Thursday, 29 August 2019

Iterative Reconstruction Algorithm to Remove Noise and Artifacts in MRI

Volume 4 Issue 3 July - September 2017

Research Paper

Iterative Reconstruction Algorithm to Remove Noise and Artifacts in MRI

C. Anjanappa*, H. S. Sheshadri**
* Assistant Professor, Department of Electronics and Communication Engineering, The National Institute of Engineering, Mysuru, Karnataka, India.
** Professor, Department of Electronics and Communication Engineering, PES College of Engineering, Mandya, Karnataka, India.
Anjanappa, C. and Sheshadri, H.S. (2017). Iterative Reconstruction Algorithm to Remove Noise and Artifacts in MRI. i-manager’s Journal on Image Processing, 4(3), 8-15. https://doi.org/10.26634/jip.4.3.13918

Abstract

Compressive technique is also known as compressive sampling in signal processing domain and its recent algorithm can be integrated into the MRI reconstruction pipeline for acquiring the complete MR data.
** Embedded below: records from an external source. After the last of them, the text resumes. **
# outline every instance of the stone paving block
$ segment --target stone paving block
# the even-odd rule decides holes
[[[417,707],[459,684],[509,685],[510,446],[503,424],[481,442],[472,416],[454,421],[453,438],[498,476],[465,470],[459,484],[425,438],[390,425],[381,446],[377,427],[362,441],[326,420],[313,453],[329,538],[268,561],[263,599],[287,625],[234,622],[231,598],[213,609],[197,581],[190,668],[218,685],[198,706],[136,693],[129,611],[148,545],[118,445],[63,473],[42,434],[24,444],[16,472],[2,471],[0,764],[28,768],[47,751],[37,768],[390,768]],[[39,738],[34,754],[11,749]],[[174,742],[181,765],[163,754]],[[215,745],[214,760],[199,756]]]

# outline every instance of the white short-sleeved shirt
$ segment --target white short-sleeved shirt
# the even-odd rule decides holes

The proposed work is based on the recursive iterative adaptive filtering technique based on every injection of random noise in the unobserved portion of the spectrum. The proposed volumetric filter attenuates the noise and relevant features from the incomplete k-space measurements which is required for the clinical practice. The proposed algorithm is based on stochastic approximation method with regularization parameter enabled by a spatial adaptive block-wise volumetric filter. The effectiveness of the proposed reconstruction algorithm is compared with CT reconstruction algorithm radon inversion from sparse projections, spiral, radial, and limited angle tomography. From the reconstruction algorithm it is observed that it achieves exact reconstruction from phantom data even at small projections. The accuracy of this method is to compete with the compressed sensing field. The proposed algorithm is tested on different sampling trajectories, especially on non- Cartesian data and reconstruction of volumetric phantom data with non-zero phase from noisy and incomplete Fourierdomain (k-space) measurements. Experimental results demonstrate that its performance is evaluated by PSNR, SSIM, and execution time.